Opened 7 months ago

Closed 5 months ago

Last modified 5 months ago

#33008 closed enhancement (implemented)

Display a bridge's distribution bucket

Reported by: phw Owned by: metrics-team
Priority: Medium Milestone:
Component: Metrics/Relay Search Version:
Severity: Normal Keywords: s30-o24a1, anti-censorship-roadmap-2020Q1 metrics-team-roadmap-2020Q1
Cc: arma, cohosh, gaba Actual Points:
Parent ID: #31281 Points: 2
Reviewer: cohosh Sponsor: Sponsor30-can

Description

Bridge operators often want to know what distribution bucket their bridge fell into. Since #29480, one can find out by inspecting our archived bridge pool assignments but that's cumbersome and not user friendly. We should instead show the bucket on the bridge's relay search page. How can we get this done?

Child Tickets

Attachments (3)

mockup.jpeg (247.8 KB) - added by phw 7 months ago.
Relay Search mockup
bridgedb-info-page.png (176.1 KB) - added by phw 5 months ago.
BridgeDB info page
bridgedb-info-page-1.png (152.5 KB) - added by phw 5 months ago.
Revised BridgeDB info page

Download all attachments as: .zip

Change History (36)

comment:1 Changed 7 months ago by arma

I am excited about this one, because it's the culmination of all the back-end work: just having the data in a data set is a good step zero, but giving it to users (bridge operators) in a usable way is where it all needs to lead.

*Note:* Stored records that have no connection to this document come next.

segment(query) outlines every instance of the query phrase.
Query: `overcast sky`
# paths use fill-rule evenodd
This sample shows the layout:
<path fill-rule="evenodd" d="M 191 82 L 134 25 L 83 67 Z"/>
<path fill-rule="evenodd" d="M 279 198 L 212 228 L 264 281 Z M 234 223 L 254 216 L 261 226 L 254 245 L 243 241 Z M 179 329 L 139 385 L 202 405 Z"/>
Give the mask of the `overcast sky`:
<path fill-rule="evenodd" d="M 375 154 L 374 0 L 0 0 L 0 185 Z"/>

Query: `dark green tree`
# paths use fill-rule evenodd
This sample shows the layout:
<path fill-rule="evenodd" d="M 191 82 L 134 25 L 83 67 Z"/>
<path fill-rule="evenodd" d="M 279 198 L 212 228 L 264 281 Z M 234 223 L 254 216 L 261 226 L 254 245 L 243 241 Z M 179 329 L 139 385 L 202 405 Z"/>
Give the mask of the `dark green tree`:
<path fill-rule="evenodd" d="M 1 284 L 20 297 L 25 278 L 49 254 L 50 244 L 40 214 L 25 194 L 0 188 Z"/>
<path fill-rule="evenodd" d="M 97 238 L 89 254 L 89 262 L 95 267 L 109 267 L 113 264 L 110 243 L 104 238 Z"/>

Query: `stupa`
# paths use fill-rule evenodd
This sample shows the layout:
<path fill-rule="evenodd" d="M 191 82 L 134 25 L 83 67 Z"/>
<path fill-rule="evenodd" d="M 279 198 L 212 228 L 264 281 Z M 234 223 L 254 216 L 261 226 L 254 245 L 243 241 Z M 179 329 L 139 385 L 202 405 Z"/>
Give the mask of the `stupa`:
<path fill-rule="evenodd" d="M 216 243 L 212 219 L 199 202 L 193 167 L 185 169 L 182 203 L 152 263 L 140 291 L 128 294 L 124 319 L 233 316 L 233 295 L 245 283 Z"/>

comment:2 Changed 7 months ago by karsten

Here are the steps for getting this done (with very rough estimates with 1 point == 1 workday):

  1. Decide where to add bridge distribution information on Relay Search. For example, would we simply want to display something like "https ip=4,6 ring=2 transport=websocket,fte,obfs3,scramblesuit,obfs4", or would we want to structure that information somehow for the user or leave out less relevant parts? (0.5 points)
  2. Specify one or more fields to be added to Onionoo's bridge details documents, following requirements from the first step above. (0.25 points)
  3. Extend Onionoo to fetch bridge pool assignments from CollecTor, store the latest bridge pool assignment for each bridge in its details status document, and write this information to the bridge's details document. (1 point)
  4. Add bridge distribution information to Relay Search as specified in the first step, using the data from the updated Onionoo protocol version as specified in the second step. (0.25 points)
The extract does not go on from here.